El cambio climático suele medirse en grados de temperatura, concentración de gases de efecto invernadero o aumento del nivel del mar. Sin embargo, sus efectos podrían estar llegando mucho más cerca de nosotros de lo que imaginábamos. Un nuevo estudio sugiere que el aumento del dióxido de carbono (CO2) de la atmósfera ya podría estar dejando señales detectables en la química de la sangre humana.
La investigación, publicada en Air Quality, Atmosphere and Health, analizó datos de alrededor de 7.000 personas recopilados en Estados Unidos entre 1999 y 2020. Durante ese período, los científicos observaron un incremento aproximado del 7% en los niveles de bicarbonato sérico, uno de los principales mecanismos que utiliza el organismo para mantener estable la acidez de la sangre.
El cuerpo podría estar compensando el aumento del CO2
El bicarbonato funciona como un amortiguador químico que ayuda a evitar cambios peligrosos en el pH sanguíneo. Cuando aumenta la cantidad de dióxido de carbono que ingresa al organismo, este sistema puede ponerse en marcha para conservar el equilibrio interno.
Phil Bierwirth, de la Universidad Nacional Australiana, y Alexander Larcombe, de la Universidad Curtin, compararon la evolución de estos marcadores con los niveles de CO2 atmosférico registrados durante el mismo período.
En 1999, la concentración rondaba las 369 partes por millón (ppm). Para 2020 había alcanzado aproximadamente las 420 ppm, mientras que actualmente los valores globales se encuentran cerca de las 425 ppm. Antes de la Revolución Industrial, durante miles de años, se mantuvieron alrededor de las 280 ppm.
La coincidencia temporal llevó a los investigadores a plantear que el organismo podría estar realizando un esfuerzo fisiológico creciente para compensar una atmósfera cada vez más rica en dióxido de carbono.

También encontraron cambios en calcio y fósforo
El bicarbonato no fue el único marcador que llamó la atención. Mientras sus niveles aumentaban, las concentraciones sanguíneas de calcio y fósforo mostraron una tendencia descendente.
Los investigadores creen que ambos fenómenos podrían estar relacionados. Frente a una mayor exposición al CO2, parte del carbono puede terminar almacenándose en los huesos en forma de carbonato, un proceso en el que intervienen minerales como el calcio y el fósforo.
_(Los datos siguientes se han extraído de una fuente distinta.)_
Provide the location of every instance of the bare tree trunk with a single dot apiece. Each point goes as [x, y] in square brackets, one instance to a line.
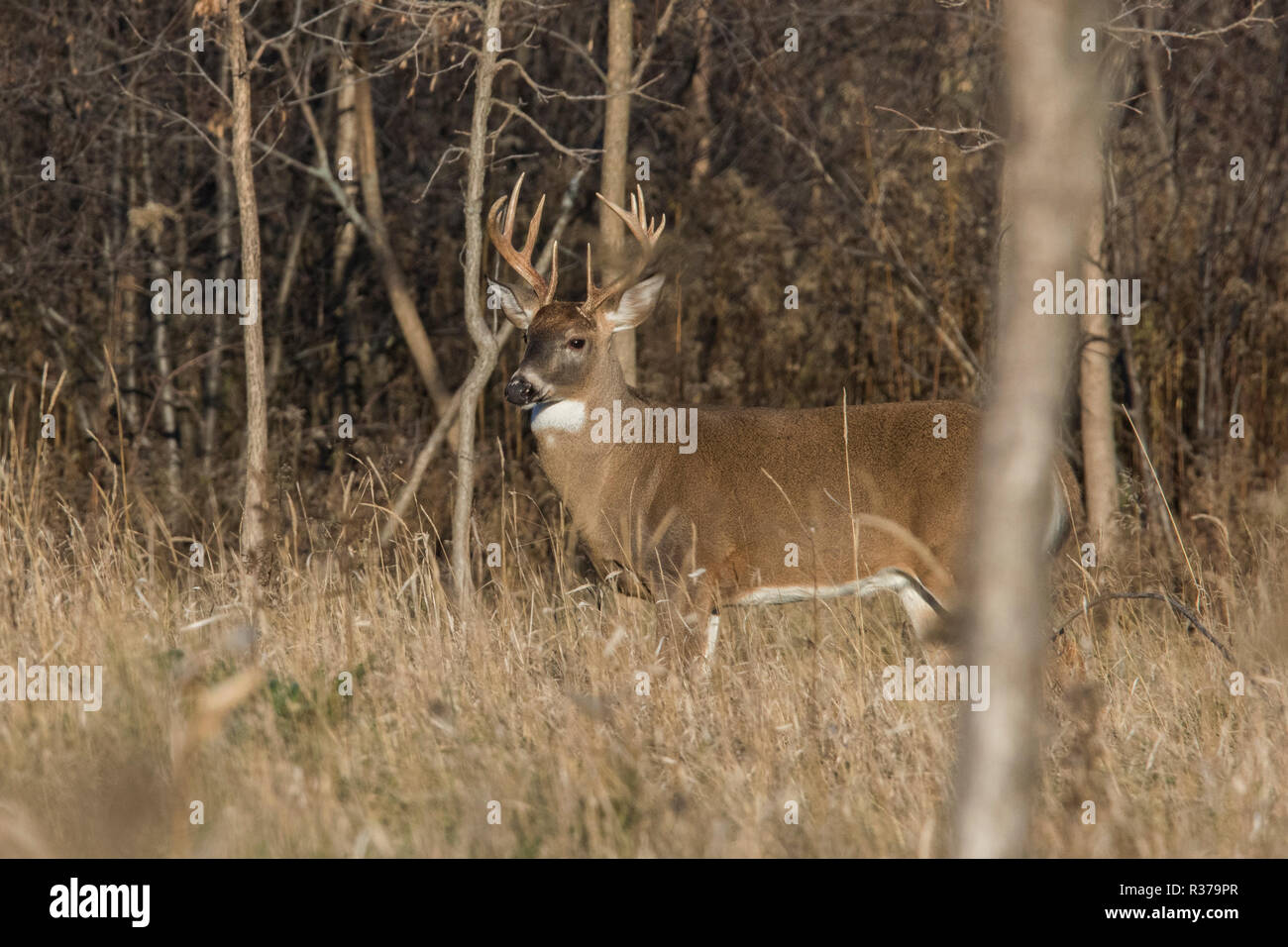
[445, 423]
[700, 102]
[478, 328]
[254, 526]
[400, 296]
[223, 270]
[160, 337]
[1051, 171]
[617, 129]
[1095, 392]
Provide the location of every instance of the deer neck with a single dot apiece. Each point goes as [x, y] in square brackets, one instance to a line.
[565, 425]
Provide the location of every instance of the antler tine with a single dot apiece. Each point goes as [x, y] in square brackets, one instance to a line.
[590, 275]
[520, 261]
[644, 232]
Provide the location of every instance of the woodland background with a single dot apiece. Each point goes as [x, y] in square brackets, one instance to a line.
[774, 167]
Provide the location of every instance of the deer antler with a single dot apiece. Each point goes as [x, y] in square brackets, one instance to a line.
[643, 230]
[502, 239]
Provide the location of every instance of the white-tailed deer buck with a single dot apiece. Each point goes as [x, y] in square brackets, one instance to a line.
[704, 508]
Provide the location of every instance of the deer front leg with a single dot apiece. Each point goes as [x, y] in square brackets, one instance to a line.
[687, 618]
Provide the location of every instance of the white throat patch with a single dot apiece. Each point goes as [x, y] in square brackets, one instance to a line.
[563, 415]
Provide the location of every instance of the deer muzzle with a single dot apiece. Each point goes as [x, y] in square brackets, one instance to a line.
[520, 390]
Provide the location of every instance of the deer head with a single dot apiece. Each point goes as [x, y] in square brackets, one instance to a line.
[570, 344]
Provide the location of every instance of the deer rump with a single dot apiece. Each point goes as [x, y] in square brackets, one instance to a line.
[780, 506]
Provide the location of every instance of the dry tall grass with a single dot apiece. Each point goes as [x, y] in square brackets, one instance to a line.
[533, 703]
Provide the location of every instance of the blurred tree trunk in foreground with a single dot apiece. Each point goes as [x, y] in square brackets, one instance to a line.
[254, 528]
[1051, 182]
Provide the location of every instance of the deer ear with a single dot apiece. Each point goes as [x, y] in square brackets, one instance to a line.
[501, 296]
[636, 303]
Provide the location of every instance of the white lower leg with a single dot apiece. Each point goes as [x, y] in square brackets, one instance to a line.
[712, 634]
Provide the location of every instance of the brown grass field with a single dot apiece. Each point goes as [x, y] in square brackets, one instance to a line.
[535, 703]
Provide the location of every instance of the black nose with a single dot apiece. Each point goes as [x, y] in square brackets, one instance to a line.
[519, 390]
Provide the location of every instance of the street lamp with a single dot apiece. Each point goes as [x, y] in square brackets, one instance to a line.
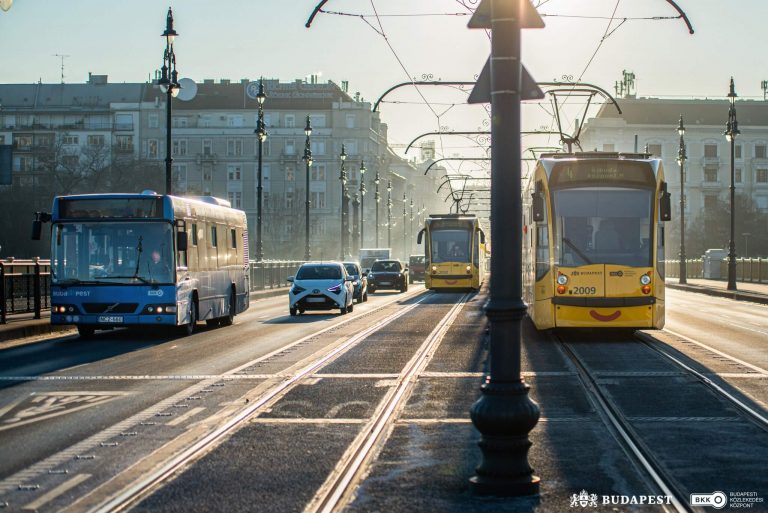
[362, 192]
[169, 84]
[681, 158]
[343, 180]
[731, 132]
[308, 161]
[377, 196]
[261, 134]
[389, 214]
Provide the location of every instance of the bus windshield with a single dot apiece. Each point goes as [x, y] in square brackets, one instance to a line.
[603, 225]
[112, 253]
[449, 245]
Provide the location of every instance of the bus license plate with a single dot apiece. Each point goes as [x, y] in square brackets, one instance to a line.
[112, 319]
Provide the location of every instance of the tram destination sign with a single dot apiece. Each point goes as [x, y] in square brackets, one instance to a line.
[605, 172]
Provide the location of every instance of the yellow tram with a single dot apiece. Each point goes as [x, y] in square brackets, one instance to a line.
[455, 252]
[593, 245]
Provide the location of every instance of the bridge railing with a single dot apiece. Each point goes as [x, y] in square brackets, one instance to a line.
[25, 286]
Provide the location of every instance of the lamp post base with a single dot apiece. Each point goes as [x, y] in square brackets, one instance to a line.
[504, 415]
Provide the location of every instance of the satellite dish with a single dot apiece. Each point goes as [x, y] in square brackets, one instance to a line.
[188, 89]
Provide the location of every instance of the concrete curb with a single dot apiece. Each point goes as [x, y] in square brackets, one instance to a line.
[31, 328]
[737, 295]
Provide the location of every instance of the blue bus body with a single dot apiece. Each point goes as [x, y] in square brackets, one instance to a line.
[116, 260]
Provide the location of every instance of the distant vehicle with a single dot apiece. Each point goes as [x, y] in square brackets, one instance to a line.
[146, 260]
[369, 255]
[388, 274]
[455, 252]
[416, 267]
[360, 282]
[321, 286]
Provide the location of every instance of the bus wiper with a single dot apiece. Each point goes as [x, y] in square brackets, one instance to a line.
[577, 250]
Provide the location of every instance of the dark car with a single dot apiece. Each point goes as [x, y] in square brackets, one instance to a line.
[360, 281]
[388, 274]
[416, 268]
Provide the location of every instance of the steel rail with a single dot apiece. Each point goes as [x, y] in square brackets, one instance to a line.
[331, 495]
[149, 482]
[623, 432]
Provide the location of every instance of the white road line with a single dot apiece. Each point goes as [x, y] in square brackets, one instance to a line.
[712, 349]
[63, 487]
[183, 418]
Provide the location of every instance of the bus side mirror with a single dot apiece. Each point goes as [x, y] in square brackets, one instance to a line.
[538, 207]
[37, 229]
[181, 241]
[665, 204]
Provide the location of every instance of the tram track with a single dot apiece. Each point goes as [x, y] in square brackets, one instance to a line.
[140, 488]
[628, 430]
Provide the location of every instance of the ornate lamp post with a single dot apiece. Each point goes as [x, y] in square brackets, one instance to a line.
[308, 161]
[731, 132]
[261, 134]
[681, 158]
[389, 214]
[377, 196]
[169, 84]
[362, 192]
[343, 180]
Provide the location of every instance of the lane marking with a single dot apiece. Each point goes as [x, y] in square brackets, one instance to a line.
[55, 492]
[712, 349]
[183, 418]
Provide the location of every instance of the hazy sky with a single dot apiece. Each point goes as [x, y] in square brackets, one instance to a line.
[249, 38]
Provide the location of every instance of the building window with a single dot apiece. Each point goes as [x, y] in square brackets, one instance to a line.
[179, 147]
[317, 173]
[234, 147]
[234, 172]
[710, 173]
[318, 199]
[95, 140]
[236, 200]
[152, 148]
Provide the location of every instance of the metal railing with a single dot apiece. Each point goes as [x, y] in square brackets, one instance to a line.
[748, 270]
[25, 286]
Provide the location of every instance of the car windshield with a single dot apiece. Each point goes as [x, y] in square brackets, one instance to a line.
[112, 253]
[386, 267]
[319, 272]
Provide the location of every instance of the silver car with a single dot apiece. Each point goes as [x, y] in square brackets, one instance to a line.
[321, 286]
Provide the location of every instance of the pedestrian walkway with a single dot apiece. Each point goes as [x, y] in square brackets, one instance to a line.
[745, 291]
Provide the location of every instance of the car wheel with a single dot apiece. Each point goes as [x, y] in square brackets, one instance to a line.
[86, 331]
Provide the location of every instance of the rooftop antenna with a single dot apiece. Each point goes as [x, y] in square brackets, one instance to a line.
[62, 57]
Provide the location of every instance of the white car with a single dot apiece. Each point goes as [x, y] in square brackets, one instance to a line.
[321, 286]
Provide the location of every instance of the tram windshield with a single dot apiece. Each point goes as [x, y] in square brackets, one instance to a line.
[112, 253]
[450, 245]
[603, 225]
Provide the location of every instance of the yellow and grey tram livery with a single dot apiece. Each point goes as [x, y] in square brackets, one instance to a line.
[594, 241]
[454, 251]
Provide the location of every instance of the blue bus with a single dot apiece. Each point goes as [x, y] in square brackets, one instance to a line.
[146, 260]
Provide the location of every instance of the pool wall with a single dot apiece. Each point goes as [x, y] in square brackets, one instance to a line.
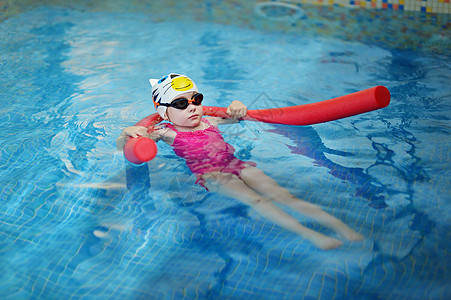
[427, 6]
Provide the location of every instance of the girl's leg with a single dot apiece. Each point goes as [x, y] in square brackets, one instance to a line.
[232, 186]
[265, 185]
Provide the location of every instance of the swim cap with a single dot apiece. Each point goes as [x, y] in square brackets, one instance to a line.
[169, 87]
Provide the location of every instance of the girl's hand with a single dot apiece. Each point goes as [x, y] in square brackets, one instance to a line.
[134, 131]
[237, 109]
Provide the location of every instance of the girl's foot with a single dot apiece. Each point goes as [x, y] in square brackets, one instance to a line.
[324, 242]
[350, 234]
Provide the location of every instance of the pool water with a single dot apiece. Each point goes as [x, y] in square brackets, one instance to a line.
[79, 222]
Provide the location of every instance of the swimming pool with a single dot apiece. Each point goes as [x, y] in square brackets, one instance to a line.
[78, 222]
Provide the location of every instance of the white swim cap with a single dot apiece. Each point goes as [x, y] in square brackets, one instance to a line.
[169, 87]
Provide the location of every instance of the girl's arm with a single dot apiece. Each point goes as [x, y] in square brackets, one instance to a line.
[236, 110]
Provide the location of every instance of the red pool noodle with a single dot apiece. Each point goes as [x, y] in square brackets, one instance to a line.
[140, 150]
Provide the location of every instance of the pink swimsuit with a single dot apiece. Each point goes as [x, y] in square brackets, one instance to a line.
[206, 151]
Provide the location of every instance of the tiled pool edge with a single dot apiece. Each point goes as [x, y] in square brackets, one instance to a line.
[389, 26]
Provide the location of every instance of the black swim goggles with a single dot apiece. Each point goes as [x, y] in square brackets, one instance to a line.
[183, 103]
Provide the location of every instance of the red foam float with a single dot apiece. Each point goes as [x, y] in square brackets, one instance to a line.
[140, 150]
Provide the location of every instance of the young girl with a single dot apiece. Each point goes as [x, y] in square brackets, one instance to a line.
[212, 160]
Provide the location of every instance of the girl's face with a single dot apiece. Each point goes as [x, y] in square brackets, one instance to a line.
[189, 117]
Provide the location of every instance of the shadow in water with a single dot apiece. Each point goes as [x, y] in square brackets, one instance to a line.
[309, 144]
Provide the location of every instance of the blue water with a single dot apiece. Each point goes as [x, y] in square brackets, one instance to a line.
[78, 222]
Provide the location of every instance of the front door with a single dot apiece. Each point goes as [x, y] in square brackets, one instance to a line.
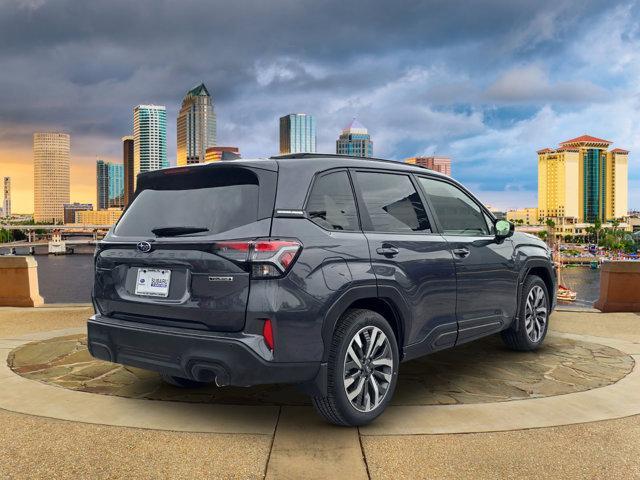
[409, 259]
[487, 279]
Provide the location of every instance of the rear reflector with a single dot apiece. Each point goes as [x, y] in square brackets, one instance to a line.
[267, 333]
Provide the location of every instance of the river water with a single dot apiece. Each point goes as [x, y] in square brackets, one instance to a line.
[69, 279]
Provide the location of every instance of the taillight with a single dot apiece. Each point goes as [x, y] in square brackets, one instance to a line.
[267, 333]
[268, 258]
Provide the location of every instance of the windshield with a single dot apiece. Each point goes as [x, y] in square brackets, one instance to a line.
[213, 210]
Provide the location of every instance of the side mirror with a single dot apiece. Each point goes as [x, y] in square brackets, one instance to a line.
[504, 229]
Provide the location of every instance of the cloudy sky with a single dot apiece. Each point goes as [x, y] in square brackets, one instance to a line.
[485, 82]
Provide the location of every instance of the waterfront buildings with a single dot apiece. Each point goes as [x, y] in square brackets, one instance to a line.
[51, 158]
[109, 185]
[215, 154]
[583, 181]
[70, 210]
[524, 216]
[149, 139]
[439, 164]
[127, 162]
[297, 133]
[195, 126]
[6, 204]
[354, 141]
[98, 217]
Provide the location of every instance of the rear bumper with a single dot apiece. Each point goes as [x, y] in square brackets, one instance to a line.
[228, 359]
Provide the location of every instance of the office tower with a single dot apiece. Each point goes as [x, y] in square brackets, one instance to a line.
[51, 158]
[7, 197]
[354, 141]
[149, 139]
[102, 185]
[110, 185]
[196, 126]
[297, 133]
[70, 210]
[215, 154]
[439, 164]
[127, 162]
[582, 180]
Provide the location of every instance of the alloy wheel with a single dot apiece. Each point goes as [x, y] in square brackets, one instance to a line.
[368, 369]
[535, 314]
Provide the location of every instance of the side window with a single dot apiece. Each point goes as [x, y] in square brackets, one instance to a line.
[393, 203]
[458, 213]
[331, 204]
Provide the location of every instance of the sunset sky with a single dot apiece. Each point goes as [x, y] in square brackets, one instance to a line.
[487, 83]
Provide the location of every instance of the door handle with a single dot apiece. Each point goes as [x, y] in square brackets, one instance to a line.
[461, 252]
[387, 250]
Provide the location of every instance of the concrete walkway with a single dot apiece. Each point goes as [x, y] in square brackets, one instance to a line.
[292, 442]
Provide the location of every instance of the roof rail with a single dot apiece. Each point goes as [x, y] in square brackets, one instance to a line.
[346, 157]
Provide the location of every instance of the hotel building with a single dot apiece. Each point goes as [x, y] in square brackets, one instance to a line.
[355, 141]
[439, 164]
[297, 133]
[582, 180]
[195, 126]
[149, 139]
[51, 158]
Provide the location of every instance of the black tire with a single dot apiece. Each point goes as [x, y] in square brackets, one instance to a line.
[181, 382]
[336, 407]
[516, 337]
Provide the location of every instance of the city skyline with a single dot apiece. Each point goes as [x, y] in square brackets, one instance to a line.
[485, 97]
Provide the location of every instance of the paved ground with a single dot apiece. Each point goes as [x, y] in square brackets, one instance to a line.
[301, 446]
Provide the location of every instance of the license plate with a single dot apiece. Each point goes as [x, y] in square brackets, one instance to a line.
[153, 282]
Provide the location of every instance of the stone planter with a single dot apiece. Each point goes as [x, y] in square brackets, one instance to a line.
[19, 282]
[619, 287]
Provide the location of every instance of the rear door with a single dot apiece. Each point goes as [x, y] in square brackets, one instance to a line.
[409, 257]
[176, 235]
[486, 271]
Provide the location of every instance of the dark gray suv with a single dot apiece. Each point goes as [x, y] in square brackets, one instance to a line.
[319, 270]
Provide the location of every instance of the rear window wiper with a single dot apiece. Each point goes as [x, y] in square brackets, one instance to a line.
[177, 231]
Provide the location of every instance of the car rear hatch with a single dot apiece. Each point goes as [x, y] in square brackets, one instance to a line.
[164, 261]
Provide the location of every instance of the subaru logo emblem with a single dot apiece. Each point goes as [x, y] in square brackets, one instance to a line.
[144, 247]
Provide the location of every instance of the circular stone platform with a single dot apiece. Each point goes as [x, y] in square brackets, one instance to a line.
[479, 372]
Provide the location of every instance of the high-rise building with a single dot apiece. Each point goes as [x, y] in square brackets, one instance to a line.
[215, 154]
[439, 164]
[102, 185]
[70, 210]
[297, 133]
[196, 126]
[7, 197]
[354, 141]
[149, 139]
[110, 185]
[51, 158]
[581, 179]
[127, 162]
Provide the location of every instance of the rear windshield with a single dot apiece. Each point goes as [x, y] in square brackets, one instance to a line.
[218, 204]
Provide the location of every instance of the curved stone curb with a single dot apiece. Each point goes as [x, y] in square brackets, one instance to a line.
[17, 394]
[30, 397]
[621, 399]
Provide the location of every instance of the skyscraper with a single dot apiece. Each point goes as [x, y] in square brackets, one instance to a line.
[7, 197]
[297, 133]
[196, 126]
[582, 180]
[109, 185]
[354, 141]
[102, 185]
[51, 158]
[127, 162]
[439, 164]
[149, 139]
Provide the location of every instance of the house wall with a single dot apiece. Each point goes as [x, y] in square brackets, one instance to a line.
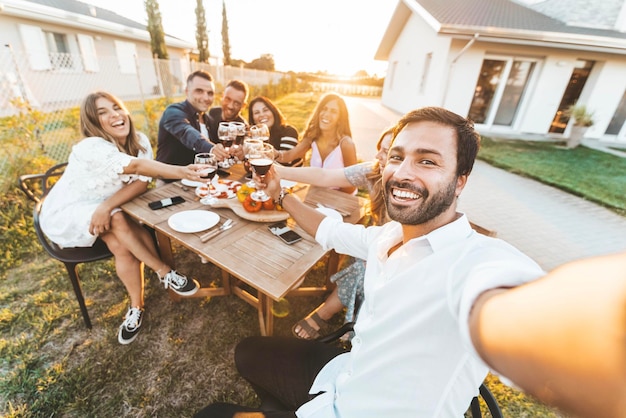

Esto no significa que las concentraciones actuales de CO2 estén provocando deficiencias minerales generalizadas. Los propios autores señalan que los síntomas graves aparecerían con exposiciones considerablemente superiores. Sin embargo, el cambio detectado resulta relevante porque indicaría que el cuerpo ya está respondiendo a la transformación de la atmósfera.
Qué ocurre cuando respiramos demasiado CO2
Los efectos de concentraciones elevadas de dióxido de carbono no son completamente desconocidos. Estudios realizados en habitaciones con mala ventilación han relacionado niveles moderadamente altos con dolores de cabeza, cansancio, dificultades para concentrarse y una menor capacidad para tomar decisiones.
Investigaciones realizadas con animales también han planteado posibles vínculos con inflamación, estrés oxidativo y alteraciones en tejidos y huesos, aunque todavía se necesita mucha más evidencia para determinar qué podría ocurrir en seres humanos expuestos durante décadas.
La diferencia es que este nuevo trabajo intenta observar el fenómeno a escala poblacional y durante un período prolongado, en lugar de estudiar exposiciones puntuales.
El límite de adaptación del cuerpo humano
La gran incógnita ahora es hasta dónde puede llegar esa compensación. Muchos escenarios climáticos proyectan concentraciones atmosféricas superiores a las 500 ppm de CO2 hacia mediados de siglo si las emisiones continúan creciendo o no disminuyen con suficiente rapidez.
Para los investigadores, el hecho de encontrar modificaciones mensurables en la sangre antes de alcanzar esos niveles plantea una pregunta inquietante: ¿existe un punto en el que los mecanismos de adaptación del cuerpo dejen de ser suficientes?
El estudio no demuestra que exista actualmente una crisis sanitaria causada directamente por el CO2 atmosférico, pero abre una nueva dimensión del cambio climático. Además de transformar temperaturas, océanos y ecosistemas, la modificación de la atmósfera podría estar comenzando a alterar, de forma mucho más silenciosa, la propia química del cuerpo humano.